Paragraph 15: When enhancing the nutrition of people through programmes, special attention should also be paid to adolescent girls.
- Do you have any comments on the commitments proposed in the political declaration? In this connection, do you have any suggestions to contribute to a more technical elaboration to guide action and implementation on these commitments (paragraphs 21-23 of the zero draft)?

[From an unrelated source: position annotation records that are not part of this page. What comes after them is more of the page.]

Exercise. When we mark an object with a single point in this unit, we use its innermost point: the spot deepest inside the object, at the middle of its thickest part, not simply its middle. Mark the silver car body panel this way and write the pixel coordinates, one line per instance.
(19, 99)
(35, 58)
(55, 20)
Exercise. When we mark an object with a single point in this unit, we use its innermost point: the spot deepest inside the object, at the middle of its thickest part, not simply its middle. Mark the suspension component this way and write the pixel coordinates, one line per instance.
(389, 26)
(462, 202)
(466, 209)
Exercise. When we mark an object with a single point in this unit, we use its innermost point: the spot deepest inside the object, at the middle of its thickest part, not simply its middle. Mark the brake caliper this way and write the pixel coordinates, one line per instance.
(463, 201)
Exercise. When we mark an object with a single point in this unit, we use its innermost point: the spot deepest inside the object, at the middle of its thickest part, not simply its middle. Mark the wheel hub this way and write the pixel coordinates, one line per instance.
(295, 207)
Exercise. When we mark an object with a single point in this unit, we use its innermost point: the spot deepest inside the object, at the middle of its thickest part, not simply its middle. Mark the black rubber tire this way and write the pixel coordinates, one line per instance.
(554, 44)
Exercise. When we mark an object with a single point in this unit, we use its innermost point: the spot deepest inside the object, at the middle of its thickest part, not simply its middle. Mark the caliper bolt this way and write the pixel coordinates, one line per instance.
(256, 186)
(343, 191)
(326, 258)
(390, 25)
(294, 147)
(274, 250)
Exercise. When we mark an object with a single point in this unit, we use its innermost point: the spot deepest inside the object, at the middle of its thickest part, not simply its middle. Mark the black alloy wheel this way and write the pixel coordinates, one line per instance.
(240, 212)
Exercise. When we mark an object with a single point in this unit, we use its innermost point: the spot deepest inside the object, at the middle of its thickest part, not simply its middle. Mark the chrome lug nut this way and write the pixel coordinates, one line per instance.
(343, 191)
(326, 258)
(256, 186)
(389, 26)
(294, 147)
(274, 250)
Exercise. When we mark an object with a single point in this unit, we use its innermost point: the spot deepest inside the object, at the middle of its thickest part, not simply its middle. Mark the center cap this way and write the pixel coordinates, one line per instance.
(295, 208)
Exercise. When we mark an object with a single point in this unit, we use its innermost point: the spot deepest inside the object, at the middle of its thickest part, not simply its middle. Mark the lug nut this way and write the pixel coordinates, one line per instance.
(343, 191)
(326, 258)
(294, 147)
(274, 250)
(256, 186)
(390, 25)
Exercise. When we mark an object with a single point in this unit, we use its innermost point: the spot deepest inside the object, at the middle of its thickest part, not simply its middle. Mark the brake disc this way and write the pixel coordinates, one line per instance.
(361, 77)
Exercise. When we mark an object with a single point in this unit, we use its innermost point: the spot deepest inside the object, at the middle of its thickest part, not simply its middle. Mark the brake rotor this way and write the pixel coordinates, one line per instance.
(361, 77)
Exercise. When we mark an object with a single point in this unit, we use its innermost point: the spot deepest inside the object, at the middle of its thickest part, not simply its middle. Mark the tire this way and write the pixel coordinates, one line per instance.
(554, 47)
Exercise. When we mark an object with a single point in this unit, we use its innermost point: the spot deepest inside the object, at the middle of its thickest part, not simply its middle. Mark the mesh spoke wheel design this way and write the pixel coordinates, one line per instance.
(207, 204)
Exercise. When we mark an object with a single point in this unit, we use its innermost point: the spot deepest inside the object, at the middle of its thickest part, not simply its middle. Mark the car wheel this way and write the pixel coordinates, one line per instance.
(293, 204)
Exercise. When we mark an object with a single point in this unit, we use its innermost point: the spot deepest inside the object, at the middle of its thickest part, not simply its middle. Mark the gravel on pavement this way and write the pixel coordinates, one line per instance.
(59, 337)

The commitments to action listed in the ICN2 zero draft cover many of the areas that Save the Children would like to see in this document, but they are high-level commitments that will not mobilise the kind of action that is required to address malnutrition. In order to ensure that commitments are realised they should be specific. Save the Children would like to see the following commitments made in the ICN2 zero draft:
A global target to reduce stunting is in place, and commitments and targets to prevent stunting equitably are secured at the national level
Governments and donors commit to, and ensure implementation of an adequately resourced, equitably delivered national minimum package of direct nutrition interventions
- All countries adopt a human rights-based approach to food and nutrition security
- All countries incorporate nutrition outcome targets into national food production goals.
- All countries take steps towards the sustainable production and consumption of food. This includes altering food systems to minimise environmental impact and food waste.
- All countries establish a multi-sectoral coordination mechanism for nutrition to ensure that policy decisions are owned by all relevant ministries
- All countries expand their target nutrition group to include adolescent girls.
- ICN2 develops formal guidance for states on incorporating nutrition objectives and appropriate metrics into agricultural plans
- All Governments commit to incorporate the International Code on the Marketing of Breast-milk Substitutes in full into national laws, while companies commit to comply fully with the Code, regardless of the national law.
- All Governments commit to develop and launch a new robust and well-resourced mechanism to monitor and enforce the implementation of the International Code on the Marketing of Breast-milk Substitutes.
- In commitment n 5: “establishing governments’ leadership for shaping food systems” we would like to see added “and promoting good nutrition”.
Depending on the country context:
- Countries take steps to increase the level of agricultural biodiversity present, providing the basis of a more diverse diet, resulting from a more diverse enterprise and cropping base.
Countries design and put in place, or strengthen, comprehensive, nationally-owned, context-sensitive social protection systems for food and nutrition security;
- Focus on both achieving food and nutrition security now and building resilience building for the future
- Improve the design and use of social protection interventions to address vulnerability to chronic and acute food and nutrition insecurity.
Include school nutrition programmes as part of every child’s education
- Promote the entry of girls into education systems, beyond primary education - critical to breaking the intergenerational cycle of poverty and malnutrition.
We would like to stress the need for the commitments and an comprehensive accountability framework to be aligned with existing mechanisms and commitments already made, such as the EWEC and the N4G commitments.
Save the Children looks forward to seeing the next version of this document and further contributing to ICN2.